I know women - stay at home mothers and working-out-of-home mothers alike who have had children for a variety of reasons. Holding their marriage together. A daughter fantasy. A son dream. A desire to heal a fractured childhood. An inability to feel purpose without a foetus on board. An insufficiency of love. Hormones. Intense maternal instinct. A great love of children, babies, laughs, learning to walk and read, the soft skin on a toddler's belly when you push your lips against it and blow raspberries and the ripples of giggles that flow through them to your kiss.

Why have children if.... you are going to shout at them when they are naughty? Choose public schooling? Not give them siblings? Vaccinate them? Not vaccinate them? Not breastfeed them? Pass on family illnesses? These are our assumptions, our judgements, our retaliations against why we think people ought to have children, but how many of us had children "just so we could do everything right"? Is that anyone's motivation for having a child?

It's not mine, and never has been. These are judgements we make after our children are a fact, after they've burrowed into our hearts and we are already caught up on the balancing beam of meeting their needs, assuaging our love, and defending it all against the challenges of a world that insists on throwing us parents off kilter at every turn.

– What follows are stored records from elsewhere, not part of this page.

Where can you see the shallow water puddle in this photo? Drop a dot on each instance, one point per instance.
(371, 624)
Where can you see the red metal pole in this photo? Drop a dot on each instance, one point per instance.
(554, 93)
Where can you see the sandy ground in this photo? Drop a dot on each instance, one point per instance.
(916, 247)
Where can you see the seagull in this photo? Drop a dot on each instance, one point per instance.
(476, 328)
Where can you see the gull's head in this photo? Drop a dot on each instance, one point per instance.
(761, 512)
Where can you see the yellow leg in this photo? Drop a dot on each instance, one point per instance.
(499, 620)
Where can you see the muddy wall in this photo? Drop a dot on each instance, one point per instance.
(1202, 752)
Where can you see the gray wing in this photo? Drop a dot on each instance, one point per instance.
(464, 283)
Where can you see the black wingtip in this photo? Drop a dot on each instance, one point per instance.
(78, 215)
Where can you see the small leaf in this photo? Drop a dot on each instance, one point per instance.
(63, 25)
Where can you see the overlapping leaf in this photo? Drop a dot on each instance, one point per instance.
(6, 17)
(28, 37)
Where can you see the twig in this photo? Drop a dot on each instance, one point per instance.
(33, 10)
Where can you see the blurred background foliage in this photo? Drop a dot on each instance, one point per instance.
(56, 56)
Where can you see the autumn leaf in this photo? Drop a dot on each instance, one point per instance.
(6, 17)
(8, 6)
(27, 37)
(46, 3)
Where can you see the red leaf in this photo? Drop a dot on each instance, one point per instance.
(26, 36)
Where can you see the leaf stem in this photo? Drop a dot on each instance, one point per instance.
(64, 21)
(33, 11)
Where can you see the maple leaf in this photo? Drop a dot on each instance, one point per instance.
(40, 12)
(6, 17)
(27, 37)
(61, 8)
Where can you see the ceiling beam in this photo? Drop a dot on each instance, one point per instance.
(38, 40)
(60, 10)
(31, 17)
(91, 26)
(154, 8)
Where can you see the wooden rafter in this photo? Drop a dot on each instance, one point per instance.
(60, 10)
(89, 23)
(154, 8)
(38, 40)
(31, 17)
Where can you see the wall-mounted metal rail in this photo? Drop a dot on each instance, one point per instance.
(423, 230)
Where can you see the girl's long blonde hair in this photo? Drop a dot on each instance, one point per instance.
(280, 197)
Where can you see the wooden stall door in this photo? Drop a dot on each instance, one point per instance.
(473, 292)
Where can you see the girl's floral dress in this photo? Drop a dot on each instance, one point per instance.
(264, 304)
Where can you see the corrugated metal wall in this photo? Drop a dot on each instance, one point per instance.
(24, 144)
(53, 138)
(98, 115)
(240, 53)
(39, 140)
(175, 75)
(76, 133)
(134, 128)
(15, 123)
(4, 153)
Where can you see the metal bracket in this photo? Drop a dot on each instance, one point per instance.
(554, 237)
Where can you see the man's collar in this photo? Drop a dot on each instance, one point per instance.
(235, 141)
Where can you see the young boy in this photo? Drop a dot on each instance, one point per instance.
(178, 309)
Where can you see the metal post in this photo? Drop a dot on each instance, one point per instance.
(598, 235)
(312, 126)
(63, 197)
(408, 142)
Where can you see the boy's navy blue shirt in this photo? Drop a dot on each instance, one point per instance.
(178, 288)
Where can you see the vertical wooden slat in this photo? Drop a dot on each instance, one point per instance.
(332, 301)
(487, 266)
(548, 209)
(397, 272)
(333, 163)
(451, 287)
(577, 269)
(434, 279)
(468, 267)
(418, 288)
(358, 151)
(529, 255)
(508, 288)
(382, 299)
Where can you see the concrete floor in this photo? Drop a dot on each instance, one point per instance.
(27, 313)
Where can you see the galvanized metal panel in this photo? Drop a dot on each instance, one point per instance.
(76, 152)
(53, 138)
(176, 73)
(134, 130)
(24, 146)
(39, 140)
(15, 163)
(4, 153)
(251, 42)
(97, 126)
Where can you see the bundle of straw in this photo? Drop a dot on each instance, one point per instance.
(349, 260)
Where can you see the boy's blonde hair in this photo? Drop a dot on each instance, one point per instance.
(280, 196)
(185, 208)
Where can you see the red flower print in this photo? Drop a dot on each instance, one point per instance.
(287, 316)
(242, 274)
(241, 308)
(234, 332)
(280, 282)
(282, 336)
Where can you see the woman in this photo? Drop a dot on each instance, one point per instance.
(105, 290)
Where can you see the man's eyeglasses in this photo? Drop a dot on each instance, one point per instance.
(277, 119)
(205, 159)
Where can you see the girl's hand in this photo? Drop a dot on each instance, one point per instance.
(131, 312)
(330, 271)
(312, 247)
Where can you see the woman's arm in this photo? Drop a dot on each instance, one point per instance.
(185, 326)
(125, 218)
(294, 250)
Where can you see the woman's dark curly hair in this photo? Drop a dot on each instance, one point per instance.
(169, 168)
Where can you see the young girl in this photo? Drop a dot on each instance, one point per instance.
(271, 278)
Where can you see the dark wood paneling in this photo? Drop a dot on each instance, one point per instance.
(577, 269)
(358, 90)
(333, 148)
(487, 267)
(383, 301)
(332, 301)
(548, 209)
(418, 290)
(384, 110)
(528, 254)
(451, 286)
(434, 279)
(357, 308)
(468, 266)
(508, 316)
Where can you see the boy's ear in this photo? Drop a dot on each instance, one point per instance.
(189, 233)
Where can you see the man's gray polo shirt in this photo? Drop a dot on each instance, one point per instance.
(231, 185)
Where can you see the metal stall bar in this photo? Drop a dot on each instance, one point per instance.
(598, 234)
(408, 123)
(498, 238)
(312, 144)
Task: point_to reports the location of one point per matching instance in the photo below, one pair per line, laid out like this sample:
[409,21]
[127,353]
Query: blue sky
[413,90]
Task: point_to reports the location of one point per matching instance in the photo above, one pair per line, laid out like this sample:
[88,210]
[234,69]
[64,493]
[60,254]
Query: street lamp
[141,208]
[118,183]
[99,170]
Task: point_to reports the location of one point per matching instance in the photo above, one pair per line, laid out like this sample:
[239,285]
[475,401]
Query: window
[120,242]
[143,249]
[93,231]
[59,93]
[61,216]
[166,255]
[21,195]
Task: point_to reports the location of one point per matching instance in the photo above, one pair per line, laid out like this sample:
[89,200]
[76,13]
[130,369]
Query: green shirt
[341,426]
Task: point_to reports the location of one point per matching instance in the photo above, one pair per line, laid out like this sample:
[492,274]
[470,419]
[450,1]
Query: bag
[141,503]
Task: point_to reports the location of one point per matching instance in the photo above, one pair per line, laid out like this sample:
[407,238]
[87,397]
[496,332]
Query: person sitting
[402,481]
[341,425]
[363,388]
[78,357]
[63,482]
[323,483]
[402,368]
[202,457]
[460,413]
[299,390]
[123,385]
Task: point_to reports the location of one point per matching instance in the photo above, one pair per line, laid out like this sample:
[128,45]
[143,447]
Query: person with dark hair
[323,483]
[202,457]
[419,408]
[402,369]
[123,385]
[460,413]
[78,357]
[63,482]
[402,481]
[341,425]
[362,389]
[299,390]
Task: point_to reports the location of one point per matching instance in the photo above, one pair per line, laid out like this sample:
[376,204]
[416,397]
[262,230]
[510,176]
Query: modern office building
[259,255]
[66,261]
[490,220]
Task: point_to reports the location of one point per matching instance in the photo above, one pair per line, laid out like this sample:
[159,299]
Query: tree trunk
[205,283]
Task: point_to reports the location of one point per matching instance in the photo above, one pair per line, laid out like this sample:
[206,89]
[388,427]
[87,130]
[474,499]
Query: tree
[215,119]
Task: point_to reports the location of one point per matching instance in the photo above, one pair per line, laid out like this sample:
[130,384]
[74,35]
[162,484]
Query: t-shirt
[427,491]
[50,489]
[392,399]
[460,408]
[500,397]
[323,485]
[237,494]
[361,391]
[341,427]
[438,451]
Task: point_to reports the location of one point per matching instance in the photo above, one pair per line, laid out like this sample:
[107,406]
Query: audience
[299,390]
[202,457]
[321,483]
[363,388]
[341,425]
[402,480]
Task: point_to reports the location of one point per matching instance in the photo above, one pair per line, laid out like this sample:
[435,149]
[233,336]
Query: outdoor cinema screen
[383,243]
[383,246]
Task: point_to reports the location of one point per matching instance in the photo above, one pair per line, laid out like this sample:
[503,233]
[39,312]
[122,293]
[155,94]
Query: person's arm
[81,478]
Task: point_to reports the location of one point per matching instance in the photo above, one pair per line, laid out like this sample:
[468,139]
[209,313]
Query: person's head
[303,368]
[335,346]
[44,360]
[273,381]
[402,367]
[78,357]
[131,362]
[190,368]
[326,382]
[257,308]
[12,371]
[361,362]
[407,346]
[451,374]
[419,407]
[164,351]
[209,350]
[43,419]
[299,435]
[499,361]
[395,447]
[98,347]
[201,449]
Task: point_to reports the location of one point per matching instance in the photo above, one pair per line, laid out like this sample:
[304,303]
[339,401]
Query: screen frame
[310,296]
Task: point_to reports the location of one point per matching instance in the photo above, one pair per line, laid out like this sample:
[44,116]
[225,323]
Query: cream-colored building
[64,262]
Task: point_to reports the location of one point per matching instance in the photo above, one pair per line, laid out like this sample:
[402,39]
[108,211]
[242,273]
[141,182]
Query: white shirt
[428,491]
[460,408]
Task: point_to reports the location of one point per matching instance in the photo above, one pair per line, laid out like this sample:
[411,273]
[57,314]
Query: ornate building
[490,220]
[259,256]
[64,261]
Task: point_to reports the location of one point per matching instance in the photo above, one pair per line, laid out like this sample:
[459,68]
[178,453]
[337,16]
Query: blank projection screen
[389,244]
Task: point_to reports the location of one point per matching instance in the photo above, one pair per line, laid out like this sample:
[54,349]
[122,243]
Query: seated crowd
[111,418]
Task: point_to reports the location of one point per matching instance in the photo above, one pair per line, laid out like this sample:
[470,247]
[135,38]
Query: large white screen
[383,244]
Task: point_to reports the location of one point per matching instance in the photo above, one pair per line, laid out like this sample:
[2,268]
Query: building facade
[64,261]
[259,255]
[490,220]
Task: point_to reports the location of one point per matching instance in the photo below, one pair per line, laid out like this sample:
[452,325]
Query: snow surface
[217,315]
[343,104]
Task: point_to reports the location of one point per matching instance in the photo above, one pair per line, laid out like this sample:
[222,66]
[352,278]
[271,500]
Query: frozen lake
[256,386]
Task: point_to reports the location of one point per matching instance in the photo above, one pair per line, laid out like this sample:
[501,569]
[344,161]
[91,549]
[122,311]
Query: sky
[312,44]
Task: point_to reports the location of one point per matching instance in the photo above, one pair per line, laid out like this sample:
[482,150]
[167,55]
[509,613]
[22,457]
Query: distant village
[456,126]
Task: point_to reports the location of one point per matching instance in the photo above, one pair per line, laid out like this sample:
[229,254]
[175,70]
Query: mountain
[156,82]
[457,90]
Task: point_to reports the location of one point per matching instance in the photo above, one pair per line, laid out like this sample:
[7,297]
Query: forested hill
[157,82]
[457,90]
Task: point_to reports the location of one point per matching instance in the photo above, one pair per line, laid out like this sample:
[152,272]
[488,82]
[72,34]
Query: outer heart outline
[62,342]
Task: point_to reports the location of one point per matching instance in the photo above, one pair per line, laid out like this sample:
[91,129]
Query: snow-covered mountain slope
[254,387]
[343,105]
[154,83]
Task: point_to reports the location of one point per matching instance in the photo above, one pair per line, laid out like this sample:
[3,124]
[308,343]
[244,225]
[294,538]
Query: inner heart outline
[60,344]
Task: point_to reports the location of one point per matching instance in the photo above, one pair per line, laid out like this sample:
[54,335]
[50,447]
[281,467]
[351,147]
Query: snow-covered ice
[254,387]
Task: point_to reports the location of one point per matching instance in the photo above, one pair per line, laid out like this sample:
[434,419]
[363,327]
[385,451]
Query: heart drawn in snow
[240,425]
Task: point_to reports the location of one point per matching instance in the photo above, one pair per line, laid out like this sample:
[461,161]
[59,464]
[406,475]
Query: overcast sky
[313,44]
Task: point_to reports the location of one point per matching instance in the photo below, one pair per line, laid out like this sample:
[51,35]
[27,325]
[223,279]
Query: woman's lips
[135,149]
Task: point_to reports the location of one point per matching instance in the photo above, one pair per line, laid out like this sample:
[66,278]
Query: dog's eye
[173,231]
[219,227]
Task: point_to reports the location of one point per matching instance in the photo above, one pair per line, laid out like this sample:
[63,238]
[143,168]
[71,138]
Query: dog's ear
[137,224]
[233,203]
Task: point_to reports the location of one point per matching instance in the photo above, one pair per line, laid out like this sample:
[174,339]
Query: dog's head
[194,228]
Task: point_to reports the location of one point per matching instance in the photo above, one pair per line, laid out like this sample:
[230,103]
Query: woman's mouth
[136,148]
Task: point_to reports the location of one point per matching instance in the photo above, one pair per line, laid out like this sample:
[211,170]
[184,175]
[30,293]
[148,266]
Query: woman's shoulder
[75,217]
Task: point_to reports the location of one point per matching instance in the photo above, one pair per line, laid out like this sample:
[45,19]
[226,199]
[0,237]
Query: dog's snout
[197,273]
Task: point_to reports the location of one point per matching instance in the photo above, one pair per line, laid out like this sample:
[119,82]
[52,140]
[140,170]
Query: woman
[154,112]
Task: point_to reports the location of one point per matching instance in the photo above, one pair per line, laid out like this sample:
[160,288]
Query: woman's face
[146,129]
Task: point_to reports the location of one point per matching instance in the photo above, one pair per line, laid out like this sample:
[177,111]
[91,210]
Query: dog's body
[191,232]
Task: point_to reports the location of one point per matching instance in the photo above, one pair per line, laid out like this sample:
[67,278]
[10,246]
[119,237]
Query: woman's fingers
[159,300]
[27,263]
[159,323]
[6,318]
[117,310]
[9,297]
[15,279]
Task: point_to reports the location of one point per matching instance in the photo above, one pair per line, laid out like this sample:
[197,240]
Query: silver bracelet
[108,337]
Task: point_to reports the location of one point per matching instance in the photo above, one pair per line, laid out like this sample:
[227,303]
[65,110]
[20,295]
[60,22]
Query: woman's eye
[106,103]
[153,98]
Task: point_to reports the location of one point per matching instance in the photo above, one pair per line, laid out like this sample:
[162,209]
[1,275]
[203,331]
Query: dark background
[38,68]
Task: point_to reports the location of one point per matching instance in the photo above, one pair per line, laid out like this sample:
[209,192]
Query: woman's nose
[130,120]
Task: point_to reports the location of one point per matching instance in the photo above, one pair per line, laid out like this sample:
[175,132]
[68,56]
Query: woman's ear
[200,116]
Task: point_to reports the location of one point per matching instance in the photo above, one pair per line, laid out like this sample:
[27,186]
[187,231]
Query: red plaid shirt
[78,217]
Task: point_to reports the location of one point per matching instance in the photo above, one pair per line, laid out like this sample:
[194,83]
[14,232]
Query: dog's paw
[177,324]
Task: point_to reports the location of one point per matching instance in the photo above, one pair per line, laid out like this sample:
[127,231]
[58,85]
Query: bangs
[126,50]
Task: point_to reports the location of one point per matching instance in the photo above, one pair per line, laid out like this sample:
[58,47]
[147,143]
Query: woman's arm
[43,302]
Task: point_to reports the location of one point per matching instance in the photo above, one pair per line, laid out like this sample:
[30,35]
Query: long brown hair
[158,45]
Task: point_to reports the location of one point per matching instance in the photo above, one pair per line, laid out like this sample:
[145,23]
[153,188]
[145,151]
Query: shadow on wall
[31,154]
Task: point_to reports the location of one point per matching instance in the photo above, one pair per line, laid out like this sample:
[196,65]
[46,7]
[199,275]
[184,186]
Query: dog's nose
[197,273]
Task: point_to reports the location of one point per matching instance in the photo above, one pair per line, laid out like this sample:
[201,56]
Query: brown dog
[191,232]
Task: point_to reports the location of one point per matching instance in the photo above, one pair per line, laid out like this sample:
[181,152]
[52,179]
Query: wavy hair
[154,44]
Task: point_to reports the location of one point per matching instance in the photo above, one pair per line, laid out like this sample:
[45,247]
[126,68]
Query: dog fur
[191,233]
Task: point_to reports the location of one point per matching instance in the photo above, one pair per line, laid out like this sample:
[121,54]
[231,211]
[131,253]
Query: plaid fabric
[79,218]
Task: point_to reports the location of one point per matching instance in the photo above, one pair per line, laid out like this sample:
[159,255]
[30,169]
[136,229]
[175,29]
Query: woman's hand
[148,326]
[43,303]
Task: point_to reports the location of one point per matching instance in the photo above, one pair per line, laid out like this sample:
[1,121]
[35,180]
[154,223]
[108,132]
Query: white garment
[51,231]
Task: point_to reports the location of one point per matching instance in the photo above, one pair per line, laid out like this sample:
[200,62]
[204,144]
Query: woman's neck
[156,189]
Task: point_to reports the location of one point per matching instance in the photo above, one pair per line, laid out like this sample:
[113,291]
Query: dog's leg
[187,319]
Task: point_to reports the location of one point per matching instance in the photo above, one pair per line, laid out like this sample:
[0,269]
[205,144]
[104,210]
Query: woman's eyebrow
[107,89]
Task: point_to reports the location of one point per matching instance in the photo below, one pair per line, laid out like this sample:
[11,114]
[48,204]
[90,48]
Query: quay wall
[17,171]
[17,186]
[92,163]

Fast forward twenty years.

Here I am. Without intending it, a sperm met and egg, and I am gestating. I wasn't thrilled about it to begin with, but like many relationships, it's growing on me. At nearly five months, I can feel my little precious baby wriggling around from time to time, reminding me that it's there.

Will I use daycare? Probably, at some point. I'm planning on returning to work after taking a year off to be "just mum". But my income is necessary for the other five children to have the chances they deserve in life, and the world benefits in some small way from the work I do. And my husband and I will go on juggling what we have been juggling for some time while he does the "mum stuff" and I come home from work and ask what's for tea.

So why have this baby? Because I love it. Because it's growing in me, and it's my baby, and will be my toddler and my grown daughter or son. And the fact that it will be in the world and loved is enough reason to have it.

I hope that answers your question, Ms Hutchison.